For the second time in three seasons, a trio of Yorkshire clubs will this month try to win promotion via the play-offs. Richard Sutcliffe reports.
HEART-STOPPING drama, tear-jerking exits, heart-warming scenes of jubilation and even high comedy.
The play-offs have provided all these and more since their inception 21 years ago with the full range of emotions being keenly felt by the 11 Yorksh
ire clubs who have competed in the Football League promotion deciders.
Doncaster Rovers, whose previous experience of the play-offs came as a Conference club, will take that tally to a dozen this Friday when they travel to Southend United's Roots Hall for a semi-final first leg tie.
Two days later, Hull City will be in action at Watford before Leeds become the last of the trio of White Rose clubs to try to take a giant step towards Wembley on Monday night at home to Carlisle United.
As history shows, few things can be predicted other than there will be drama.
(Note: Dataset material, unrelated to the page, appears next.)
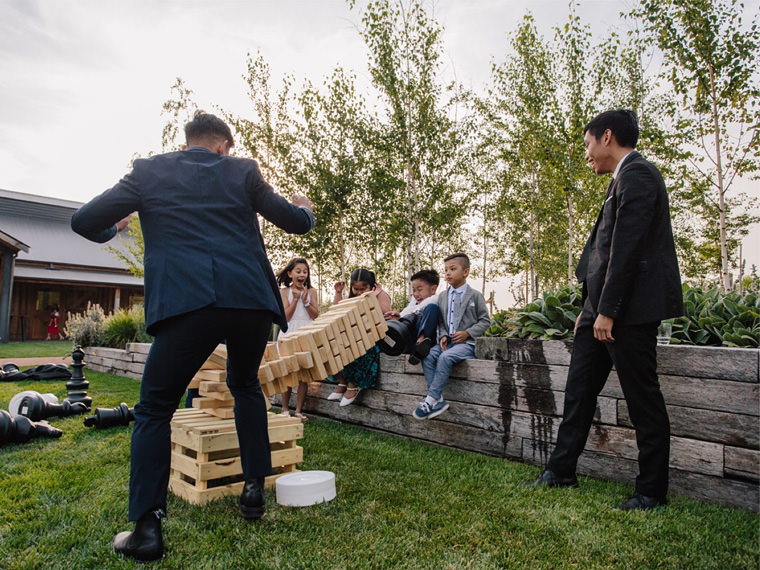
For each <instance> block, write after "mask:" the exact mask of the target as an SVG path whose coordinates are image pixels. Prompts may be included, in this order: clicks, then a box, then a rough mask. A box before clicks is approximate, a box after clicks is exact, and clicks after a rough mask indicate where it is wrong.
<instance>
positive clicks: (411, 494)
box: [0, 369, 760, 570]
mask: <svg viewBox="0 0 760 570" xmlns="http://www.w3.org/2000/svg"><path fill="white" fill-rule="evenodd" d="M85 374H86V376H87V379H88V380H89V382H90V387H89V394H90V395H91V396H92V397H93V399H94V405H95V406H98V407H114V406H116V405H118V404H119V403H120V402H122V401H124V402H127V403H128V404H129V405H130V406H132V405H134V403H135V401H136V400H137V397H138V391H139V383H138V382H136V381H133V380H129V379H125V378H120V377H116V376H111V375H108V374H103V373H98V372H93V371H88V370H86V369H85ZM30 389H31V390H37V391H39V392H53V393H55V394H56V395H57V396H58V397H59V399H63V397H65V395H66V389H65V382H64V381H51V382H19V383H0V406H2V407H6V406H7V404H8V401H9V400H10V398H11V397H12V396H13V395H14V394H15V393H17V392H18V391H20V390H30ZM50 422H51V423H52V424H53V425H55V426H57V427H59V428H61V429H62V430H63V431H64V435H63V437H62V438H61V439H58V440H34V441H31V442H29V443H26V444H13V445H6V446H4V447H2V448H0V568H4V569H8V570H11V569H22V568H23V569H27V568H39V569H48V568H71V569H80V568H98V569H104V568H134V567H135V564H134V563H133V562H130V561H127V560H124V559H120V558H119V557H117V556H116V555H114V554H113V552H112V550H111V541H112V538H113V535H114V534H116V533H117V532H119V531H121V530H126V529H129V528H131V525H129V524H128V523H127V502H126V501H127V484H128V476H129V437H130V431H131V427H118V428H109V429H102V430H97V429H94V428H85V427H84V426H83V422H82V418H81V417H70V418H62V419H58V418H51V420H50ZM300 443H301V445H302V446H303V448H304V462H303V464H302V465H301V466H300V467H301V469H304V470H307V469H325V470H329V471H333V472H334V473H335V474H336V481H337V493H338V496H337V498H336V499H334V500H333V501H331V502H329V503H326V504H322V505H318V506H313V507H307V508H289V507H282V506H279V505H277V503H276V501H275V496H274V492H270V493H269V494H268V498H267V507H268V509H269V511H268V513H267V515H266V516H265V517H264V519H262V521H260V522H258V523H253V524H250V523H247V522H245V521H243V519H241V518H240V516H239V513H238V508H237V503H236V498H233V497H230V498H225V499H222V500H219V501H215V502H212V503H209V504H207V505H205V506H193V505H190V504H187V503H185V502H184V501H182V500H181V499H178V498H176V497H174V496H172V495H170V500H169V518H167V519H166V520H165V524H164V538H165V541H166V547H167V557H166V558H165V559H164V560H162V561H160V562H156V563H153V564H152V565H151V566H150V567H152V568H176V569H189V568H190V569H195V568H202V569H215V568H218V569H224V570H231V569H238V568H239V569H247V568H271V569H275V568H314V569H323V568H430V569H433V568H450V569H459V568H531V569H533V568H583V569H586V568H688V569H695V568H719V569H727V568H742V569H743V568H757V567H758V564H759V557H760V546H759V544H758V530H759V529H760V517H759V516H758V515H757V514H753V513H749V512H746V511H742V510H738V509H730V508H725V507H718V506H714V505H708V504H702V503H699V502H697V501H694V500H689V499H683V498H679V497H674V498H672V500H671V505H670V506H669V507H668V508H666V509H659V510H657V511H654V512H649V513H642V512H632V513H628V512H623V511H620V510H617V509H616V508H615V505H617V504H619V503H620V502H621V501H622V500H624V499H625V498H626V497H627V496H628V495H629V494H630V492H631V488H630V487H629V486H626V485H622V484H616V483H606V482H601V481H596V480H593V479H586V478H581V488H580V489H578V490H568V489H543V490H534V489H526V488H524V487H523V484H524V483H525V482H526V481H531V480H532V479H534V478H535V477H536V476H537V475H538V473H539V469H538V468H537V467H533V466H528V465H523V464H520V463H514V462H510V461H506V460H503V459H497V458H493V457H486V456H483V455H478V454H475V453H468V452H463V451H456V450H451V449H446V448H442V447H436V446H432V445H426V444H422V443H419V442H415V441H409V440H405V439H402V438H399V437H394V436H389V435H384V434H379V433H375V432H371V431H367V430H364V429H361V428H358V427H354V426H349V425H342V424H339V423H336V422H332V421H327V420H319V419H315V418H312V419H311V420H309V421H308V422H307V423H306V425H305V436H304V439H303V440H302V441H301V442H300Z"/></svg>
And lots of it.
One man who knows more than most what awaits the players of Hull, Doncaster and Leeds in the coming few weeks is Paul Heckingbottom.
The Bradford City defender, who has also sported the colours of three other Yorkshire clubs, has been involved in four play-off campaigns. Two ended in winning promotion at the Millennium Stadium, another with a heart-breaking defeat at Wembley while his first taste of the promotion deciders climaxed with the double whammy of a heavy defeat and a broken foot.
Despite that, the 30-year-old defender remains a firm fan of the play-offs. He said: "It is the best way to go up, it really is. "Winning at Wembley – or the Millennium Stadium as it was in my case with Barnsley and Sheffield Wednesday – is what every professional dreams about.
"There is nothing better in football than winning what is effectively a cup final in front of a huge crowd to seal promotion. I was lucky enough to do it in consecutive seasons and they were definitely the highlight of my career."
Heckingbottom's promotion double came in two of the more dramatic play-off finals with Wednesday being within eight minutes of losing the 2005 League One final to Hartlepool before equalising and going on to win 4-2 after extra time.
Then, a year later, Barnsley and Swansea could not be split after 120 minutes of captivating football in Cardiff so the game went to penalties. Heckingbottom was one of four Tykes players to score from the spot, while both Adebayo Akinfenwa and Alan Tate missed to ensure it was the Yorkshire club who won a place in the Championship.
He recalls: "I didn't feel nervous at all, none of our boys did. We just stepped up and took them calmly, like we were playing in a park game rather than deciding how the whole season would end."
The flipside to the joy felt by Barnsley and Wednesday fans after winning promotion in the Millennium Stadium is the misery that comes with falling just short.
This is a feeling that Yorkshire clubs know all about with Leeds, the county's first representatives in 1986-87, setting the tone for much of what has followed by suffering a heart-breaking defeat to Charlton Athletic in a replayed final when the London club scored twice late in the second period of extra time to win 2-1.
Plenty more heartache has followed with just seven of the 21 subsequent play-off challenges by White Rose clubs ending in promotion.
Heckingbottom said: "The play-offs can be horrible for anyone who misses out. I have been involved four times and because I lost with Scarborough (in 1998) and Darlington (in 2000), I know both sides of it.
"I started my career at Sunderland and was loaned out to Scarborough for experience. We got to the play-offs at the end of that season but lost the home leg to Torquay (3-1).
"We still fancied our chances in the return but, unfortunately, I broke my foot in the warm-up at Torquay and had to watch us lose heavily. It was not nice at all.
"My second time in the play-offs was with Darlington when we got to the final at Wembley only to lose 1-0 against Peterborough.
"That was another horrible feeling."
Despite that crushing disappointment, Heckingbottom remains a big fan of the play-offs and admits to being slightly envious of those taking part in the coming weeks.
However, when asked if he fancied a fifth taste of the emotional rollercoaster of the play-offs this time next year with League Two Bradford, he replied quickly: "No thanks! I would much rather go straight up and let the others suffer all that tension."